Finding the Real Vampires

Novelists and screenwriters thoroughly enjoy titillating their audiences with the undead. The vampire is one of the most popular of these creatures. Often portrayed as pigment defective with overly red lips and eyes, these creatures feed off the blood of their victims. It’s great entertainment. But these modern depictions have distorted the original idea of the vampire as a human archetype.

An archetype is basically the generic description of a particular type of person. For example, calling someone a “Mother Theresa” is to use the self-sacrificing nature of the original Mother Theresa as an archetype. Calling someone a “Judas” is to accuse that person of betraying a good friend for minor financial benefits while the Judas of the Gospels is the archetype. Many of the monsters today’s artists frighten us with began their lives as archetypes. The vampire is such an archetype.

Although many historians trace the first vampire to Vlad the Impaler it is more accurate to say that the character Dracula may have been inspired by this historical and blood-thirsty ruler. It’s more probable to conclude that Bram Stoker took the archetype of the vampire, found a historical reference to the name “Dracula”, and created a story that he hoped would scare the pants off the reader. By looking at the qualities of the literary vampire, one can then identify the characteristics of the archetypal human vampire.’

Literary vampires feed off of the life’s blood of their victims. True vampires are those that suck the energy of those closest to them. They take no independent initiative unto themselves but use guilt or a sense of duty to emotionally and spiritually exhaust the one who befriends them. Their lives are full of drama and they expect their friends to take responsibility for all the chaos that they, themselves, create. In a marriage, the vampire-victim relationship literally sucks the life out of the spouse until they are just a shadow of their former selves. If there is a separation or divorce, the vampires tend to stalk the spouse because they have become dependent on the spouse’s energy. If the ex-spouse is able to get completely away, the vampire will quickly marry again and start feeding off the new spouse.
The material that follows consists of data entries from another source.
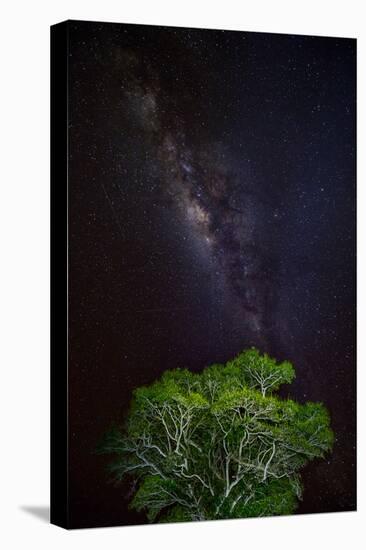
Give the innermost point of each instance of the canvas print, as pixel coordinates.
(210, 244)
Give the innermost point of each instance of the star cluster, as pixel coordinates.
(212, 207)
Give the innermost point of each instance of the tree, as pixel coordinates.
(218, 444)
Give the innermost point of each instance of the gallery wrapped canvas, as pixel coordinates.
(203, 274)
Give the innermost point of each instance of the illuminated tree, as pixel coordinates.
(218, 444)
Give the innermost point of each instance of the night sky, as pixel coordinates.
(211, 208)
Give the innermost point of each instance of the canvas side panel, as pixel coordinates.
(59, 277)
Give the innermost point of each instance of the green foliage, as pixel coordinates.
(218, 444)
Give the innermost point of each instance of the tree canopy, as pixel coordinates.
(219, 443)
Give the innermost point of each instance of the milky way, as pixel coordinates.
(202, 185)
(211, 208)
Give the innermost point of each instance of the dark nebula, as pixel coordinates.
(211, 208)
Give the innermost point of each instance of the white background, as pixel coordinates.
(24, 273)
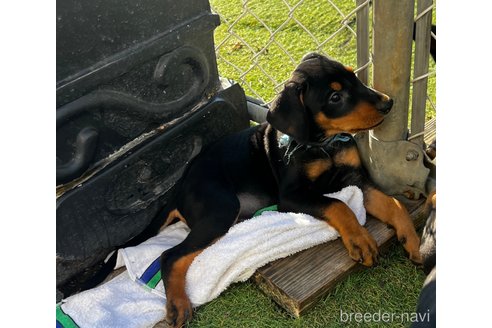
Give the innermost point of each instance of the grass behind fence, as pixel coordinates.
(319, 17)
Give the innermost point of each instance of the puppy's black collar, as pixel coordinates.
(293, 146)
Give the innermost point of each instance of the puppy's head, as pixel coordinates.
(323, 98)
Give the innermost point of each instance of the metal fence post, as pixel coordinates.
(393, 27)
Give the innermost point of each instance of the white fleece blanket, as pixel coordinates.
(136, 298)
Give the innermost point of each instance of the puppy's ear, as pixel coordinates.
(288, 114)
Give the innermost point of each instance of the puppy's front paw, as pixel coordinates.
(179, 311)
(361, 247)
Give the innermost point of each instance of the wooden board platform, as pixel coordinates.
(298, 281)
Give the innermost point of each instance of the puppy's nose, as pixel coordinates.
(385, 106)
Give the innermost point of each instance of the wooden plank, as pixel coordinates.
(420, 68)
(299, 281)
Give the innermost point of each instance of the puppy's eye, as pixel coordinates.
(335, 97)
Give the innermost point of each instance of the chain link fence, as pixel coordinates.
(260, 42)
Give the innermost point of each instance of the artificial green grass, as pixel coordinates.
(391, 287)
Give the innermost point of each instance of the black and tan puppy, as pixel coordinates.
(304, 151)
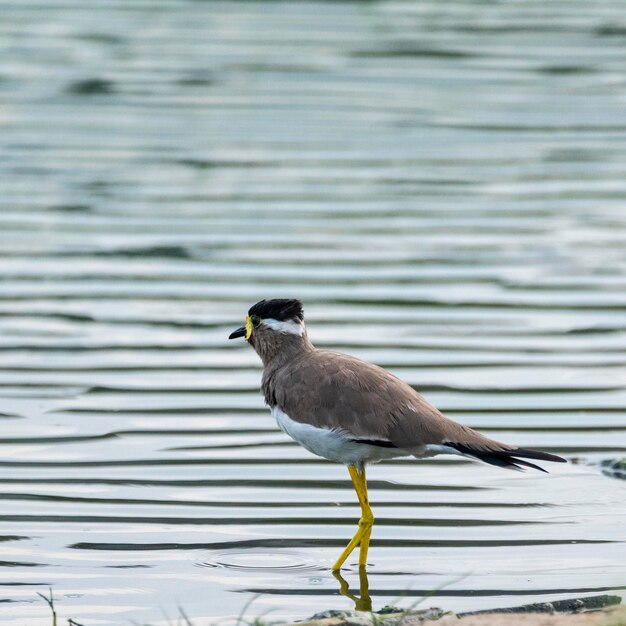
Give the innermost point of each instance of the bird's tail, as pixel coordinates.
(510, 458)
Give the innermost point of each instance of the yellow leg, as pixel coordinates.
(364, 531)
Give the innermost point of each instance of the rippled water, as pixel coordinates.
(443, 184)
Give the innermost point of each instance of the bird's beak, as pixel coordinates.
(240, 332)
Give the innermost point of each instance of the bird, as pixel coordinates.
(356, 413)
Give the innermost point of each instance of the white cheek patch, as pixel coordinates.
(290, 326)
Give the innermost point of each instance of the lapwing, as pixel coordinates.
(353, 412)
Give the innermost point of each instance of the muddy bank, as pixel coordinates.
(592, 611)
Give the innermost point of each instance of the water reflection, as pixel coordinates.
(442, 189)
(362, 602)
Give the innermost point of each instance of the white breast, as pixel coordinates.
(333, 445)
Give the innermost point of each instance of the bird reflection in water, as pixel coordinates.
(362, 602)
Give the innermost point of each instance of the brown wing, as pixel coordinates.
(333, 390)
(336, 391)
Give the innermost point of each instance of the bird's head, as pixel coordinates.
(273, 325)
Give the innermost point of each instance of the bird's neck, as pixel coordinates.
(283, 349)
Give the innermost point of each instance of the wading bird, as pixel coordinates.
(353, 412)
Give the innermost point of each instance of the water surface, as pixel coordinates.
(443, 184)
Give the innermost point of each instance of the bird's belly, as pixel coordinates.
(331, 444)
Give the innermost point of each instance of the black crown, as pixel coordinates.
(282, 310)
Literary vampires must remain in the dark. When exposed to the light they dissolve into dust. The human vampire also lives in the dark. They protect themselves with lies and deceit. They are experts at mental gymnastics and make sure that those around them are too confused to find the truth inside the maze of deception. Often, the victims begin to question their own sanity rather than the honesty of the vampire because all of reality has been twisted until it is unrecognizable. If the victim can gather the strength to confront the vampire with rationality and truth the vampire will often leave because the light of truth shows the vampires just how hollow they are and they can’t face that.

This is also why the literary vampire cannot see his own reflection. Selfish and predatory, the human vampire will do everything possible not to have to do any soul searching. Within the vampire’s soul is a hole so big that the vampire would have to deal with childhood issues that are too painful to revisit. If they are revisited and dealt with the vampire then has to deal with all the pain that the vampire, himself, has caused over the years. That’s a lot of work. Most vampires find it easier to continue being vampires than doing any true healing.

The quickest way to destroy a literary vampire is by putting a wooden stake through the heart. Throughout mythology, wood is often symbolic of the better qualities of mankind. Carpenters, then, are people who are known for promoting the goodness of Man. This is why the stake must be of wood. The heart, of course, is where true love resides. So, for the human vampire, it is only true love for a truly good person that can destroy the predatory nature of the vampire. It is love, alone, that will give the vampire the incentive to actually look in that mirror and make the changes necessary to nurture, rather than destroy, the object of that love.

Bram Stoker did a pretty good job of portraying all the particulars of the original archetype of the vampire. Writers today, in an effort to be new and improved, often forget that the most frightening monsters are the ones that live right next door. Perhaps the old archetype will find a way back into the vampire stories one day. And,as a result, they can help each and every one of us identify the real vampires in our lives. Because, really, that’s what archetypes are for.